The five-month program, which pairs experienced administrative assistants, level V clerks and secretaries with less experienced clerical and administrative staff members, focuses on professional development, networking and strengthening professional skills.
"We provide an environment where support staff can receive training and encouragement to enhance their workplace performance," says Charlyce Patterson, human resources senior talent management specialist and CAAMP advisor. "Our support staff directly impact our leaders' ability to be effective. By providing opportunities for our support staff to improve and perform at their peak, we, in turn, enhance the effectiveness of our leaders."

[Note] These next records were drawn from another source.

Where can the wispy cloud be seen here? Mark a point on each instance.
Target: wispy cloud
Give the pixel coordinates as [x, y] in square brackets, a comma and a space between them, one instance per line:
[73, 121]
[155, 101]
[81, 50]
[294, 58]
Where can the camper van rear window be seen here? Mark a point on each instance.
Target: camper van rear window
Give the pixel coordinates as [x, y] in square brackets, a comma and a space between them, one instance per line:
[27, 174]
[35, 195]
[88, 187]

After mentee applications are reviewed by the CAAMP leadership team, mentees choose an "in-scope" area they want to concentrate on for the duration of the program. The "in-scope" areas are advancement of skills, career advancement, development of professional network and solidification of relationships with supervisor or team.
Trained mentors are matched to mentees based on skills, professional interests and mentor expertise and strengths in regard to the areas a mentee wishes to focus on.

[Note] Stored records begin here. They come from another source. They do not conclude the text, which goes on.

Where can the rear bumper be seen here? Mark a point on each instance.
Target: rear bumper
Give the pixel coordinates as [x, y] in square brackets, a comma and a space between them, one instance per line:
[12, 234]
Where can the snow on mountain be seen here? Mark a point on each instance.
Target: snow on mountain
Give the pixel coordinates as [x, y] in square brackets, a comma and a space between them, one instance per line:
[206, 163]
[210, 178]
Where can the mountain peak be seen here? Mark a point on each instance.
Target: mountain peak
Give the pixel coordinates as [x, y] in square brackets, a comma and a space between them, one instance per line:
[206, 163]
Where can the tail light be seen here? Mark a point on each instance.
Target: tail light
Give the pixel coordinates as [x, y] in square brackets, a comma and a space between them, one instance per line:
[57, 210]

At least once each month, mentors and mentees meet, often over lunch, to discuss their in-scope area and other professional concerns. Common discussion topics include creating better working relationships with supervisors, adjusting thought processes and work habits from those of a secretary to those of an administrative assistant, proofreading and reviewing resumes and career goals.
Though most meetings are one-on-one, mentors are encouraged to invite mentees to specific relevant events or activities such as minutes taking or setting up a large meeting if it coincides with their stated concentration. Both mentees and mentors benefit from these monthly exchanges, and many mentees become mentors within the program.
"While the intended goal of CAAMP is to assist less experienced individuals, everyone can get something from the discussion," says Angie Teel, assistant to the dean of the College of Science, CAAMP leadership team member and acting mentor in CAAMP. "I have enjoyed interacting with people who have a heart for change and who desire to grow more effective and efficient within their positions. Their excitement instills a new energy in me."
The mentor program, which is now beginning its 10th term, offers two opportunities for clerical and administrative staff to participate each year -- from August to December and from January to May.
CAAMP will conduct a mentoring program orientation for all interested academic support staff on July 23. Registration for this event is available online.